I think it's worth considering sometimes that there are parents who don't consider education of much value and whose children would be frequently absent if there weren't rules about attendance.

KathyBrown · 04/06/2009 21:04

Children who's parents don't value their education I would imagine are the types who let their children have a day off to walk the streets or watch TV not take them on holiday, whole different kettle of fish.

kickassangel · 04/06/2009 21:05

pavlov - just a very rough calculation based on the budget for the school i worked in, divided by number of kids per school day. doesn't include any of the cost at county level, but only based on school days.

still, it is expensive & it should be valued.

KathyBrown · 04/06/2009 21:05

And we are not legally olibiged to send children to school at all, they have to be educated by law that does not mean attending school.

nkf · 04/06/2009 21:07

Well "value" is relative of course. Some people place education above everything and cripple themselves for the "right" school. Others think it will all come out in the wash and the child will catch up or that they will do well if they are naturally clever. And any number of permutations. But attendance and achievement are linked.

nkf · 04/06/2009 21:08

If you've sent your child to school, you are supposed to ensure they attend. I know that you can home ed but I believe you have to de-register.

Jux · 04/06/2009 21:52

TBH I don't think they really miss much at that age. I also think you should keep out of it.

CarmenSanDiego · 04/06/2009 21:53

I value my kids' education. We've travelled plenty and missed a bit of school. (Privately educated so not 'wasting spaces') The two aren't mutually exclusive. I'm very happy with their academic progress.

Now it's not particularly fair to take kids away from school if it's going to screw up their exams or if it's going to mess up a group activity, but for a five year old, it's just not /that/ important - they learn from activities, from reading at home, from visiting museums, parks or going to ballet or just going for a walk and looking at the trees. I've seen five year olds at school and they're not generally doing some academic, mysterious things. Yes they're reading, writing and doing sums but often, they're learning about the world and their life. What better way to learn than to travel and meet new people? And to be fair, my kids tend to read or do workbooks in the car when we're travelling.
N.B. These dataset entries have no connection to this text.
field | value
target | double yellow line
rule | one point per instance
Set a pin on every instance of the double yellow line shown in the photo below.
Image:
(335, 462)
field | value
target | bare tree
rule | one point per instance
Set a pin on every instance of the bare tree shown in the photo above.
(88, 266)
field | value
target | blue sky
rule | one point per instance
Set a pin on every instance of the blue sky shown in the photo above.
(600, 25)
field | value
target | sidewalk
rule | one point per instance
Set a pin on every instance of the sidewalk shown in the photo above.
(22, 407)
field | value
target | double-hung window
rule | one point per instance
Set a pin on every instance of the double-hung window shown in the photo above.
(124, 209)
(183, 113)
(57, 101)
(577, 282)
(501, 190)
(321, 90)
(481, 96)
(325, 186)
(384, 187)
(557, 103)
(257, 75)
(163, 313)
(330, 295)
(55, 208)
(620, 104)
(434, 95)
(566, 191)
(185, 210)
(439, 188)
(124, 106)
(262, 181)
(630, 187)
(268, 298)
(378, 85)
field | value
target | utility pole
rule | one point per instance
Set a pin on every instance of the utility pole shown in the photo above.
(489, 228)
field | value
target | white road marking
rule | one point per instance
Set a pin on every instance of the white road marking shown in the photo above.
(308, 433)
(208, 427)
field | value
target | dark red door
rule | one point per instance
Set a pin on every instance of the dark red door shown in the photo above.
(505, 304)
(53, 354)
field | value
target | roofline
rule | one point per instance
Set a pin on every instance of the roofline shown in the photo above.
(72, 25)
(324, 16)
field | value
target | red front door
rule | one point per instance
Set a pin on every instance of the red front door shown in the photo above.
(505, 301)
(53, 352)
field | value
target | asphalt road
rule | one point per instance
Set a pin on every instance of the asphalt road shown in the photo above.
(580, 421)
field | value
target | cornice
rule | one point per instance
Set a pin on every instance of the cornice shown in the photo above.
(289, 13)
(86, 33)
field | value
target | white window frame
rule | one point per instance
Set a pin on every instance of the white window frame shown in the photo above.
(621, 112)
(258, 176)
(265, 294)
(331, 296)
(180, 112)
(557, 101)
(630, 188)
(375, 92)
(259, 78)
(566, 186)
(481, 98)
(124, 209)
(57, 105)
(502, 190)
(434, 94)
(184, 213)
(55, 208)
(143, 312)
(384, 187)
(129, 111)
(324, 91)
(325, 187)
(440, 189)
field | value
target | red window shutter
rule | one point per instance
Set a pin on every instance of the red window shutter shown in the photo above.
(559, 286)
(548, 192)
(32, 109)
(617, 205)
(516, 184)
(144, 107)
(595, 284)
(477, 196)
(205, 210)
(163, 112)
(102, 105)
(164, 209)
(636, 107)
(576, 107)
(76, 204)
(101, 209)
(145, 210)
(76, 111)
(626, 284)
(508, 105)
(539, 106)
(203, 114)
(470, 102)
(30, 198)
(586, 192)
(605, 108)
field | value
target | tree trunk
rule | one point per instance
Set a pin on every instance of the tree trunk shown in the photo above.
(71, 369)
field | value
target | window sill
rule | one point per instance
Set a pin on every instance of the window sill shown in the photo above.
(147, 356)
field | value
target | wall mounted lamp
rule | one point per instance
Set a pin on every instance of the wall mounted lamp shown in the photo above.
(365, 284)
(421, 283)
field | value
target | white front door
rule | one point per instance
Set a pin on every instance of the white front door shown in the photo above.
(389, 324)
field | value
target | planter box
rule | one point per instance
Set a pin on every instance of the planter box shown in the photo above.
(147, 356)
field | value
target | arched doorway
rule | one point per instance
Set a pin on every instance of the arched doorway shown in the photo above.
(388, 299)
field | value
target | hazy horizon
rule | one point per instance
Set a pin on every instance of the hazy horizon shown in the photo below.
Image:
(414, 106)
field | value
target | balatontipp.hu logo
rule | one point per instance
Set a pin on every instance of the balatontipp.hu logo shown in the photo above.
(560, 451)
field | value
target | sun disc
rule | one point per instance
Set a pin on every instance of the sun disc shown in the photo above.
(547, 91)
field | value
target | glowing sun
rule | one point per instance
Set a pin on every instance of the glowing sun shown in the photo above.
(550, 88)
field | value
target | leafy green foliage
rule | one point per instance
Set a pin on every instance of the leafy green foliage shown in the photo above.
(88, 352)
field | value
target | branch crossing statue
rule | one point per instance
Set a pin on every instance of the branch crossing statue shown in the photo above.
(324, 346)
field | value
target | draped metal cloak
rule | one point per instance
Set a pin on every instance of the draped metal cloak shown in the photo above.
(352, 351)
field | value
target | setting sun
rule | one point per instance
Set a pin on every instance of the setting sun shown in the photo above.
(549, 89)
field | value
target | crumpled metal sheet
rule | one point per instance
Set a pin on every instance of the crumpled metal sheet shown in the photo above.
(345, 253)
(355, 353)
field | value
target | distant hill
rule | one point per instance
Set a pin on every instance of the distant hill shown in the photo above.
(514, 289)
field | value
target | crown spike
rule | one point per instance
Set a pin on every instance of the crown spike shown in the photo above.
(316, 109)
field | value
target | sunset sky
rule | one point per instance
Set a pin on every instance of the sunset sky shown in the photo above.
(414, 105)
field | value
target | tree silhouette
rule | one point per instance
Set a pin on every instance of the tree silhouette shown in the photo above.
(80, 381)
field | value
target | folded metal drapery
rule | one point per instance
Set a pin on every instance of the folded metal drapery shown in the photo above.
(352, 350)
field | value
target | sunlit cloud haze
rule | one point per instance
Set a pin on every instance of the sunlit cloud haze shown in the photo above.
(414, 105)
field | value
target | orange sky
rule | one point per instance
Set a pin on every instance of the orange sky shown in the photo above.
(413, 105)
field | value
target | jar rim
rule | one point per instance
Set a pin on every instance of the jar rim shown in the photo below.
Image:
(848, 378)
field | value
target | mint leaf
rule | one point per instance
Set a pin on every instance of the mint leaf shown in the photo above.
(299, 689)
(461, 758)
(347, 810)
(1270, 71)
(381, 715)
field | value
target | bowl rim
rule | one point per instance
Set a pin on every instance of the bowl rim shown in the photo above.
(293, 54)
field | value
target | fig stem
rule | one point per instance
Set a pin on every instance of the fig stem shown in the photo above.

As someone said way back on the thread... travelling can boost a child's self-confidence and give them a sense of perspective - something which is lacking in people who think that school is the be all and end all.

Personally, I think school is overrated and the whole educational system is very artificial. What a shame that you either have to turn over your children full time to school to have control over their education or you have to do it all yourself through home education. Surely we can be a bit more creative than that.

purpleduck · 04/06/2009 21:55

Yes low attendance is related to low attainment.
I don't think a 2 week holiday would mean that attendance is so low that they can't learn.

Children with very low attendance tend to have parents who don't care if they go or not. THere is an unrespecting attitude to education. THAT is the problem, not holiday time.

And for heaven's sake, the child is in YR!!!! I took my children out at that age, but I am more reluctant to take them out the closer they get to finishing Primary school.

People DO have a right to a holiday. Relaxing is an important skill as well. Did you know that anxiety/depression in children is skyrocketing? Sad.
So yes, holidays are important. Families on low incomes should not be penalised for wanting some precious family time away.

I always get cheesed off whenever this topic comes up. Why don't more people get angry at the tour operators etc who hike their prices up so massively during breaks?
Once again parents get it in the neck because we are the soft target. Ticks me off.!!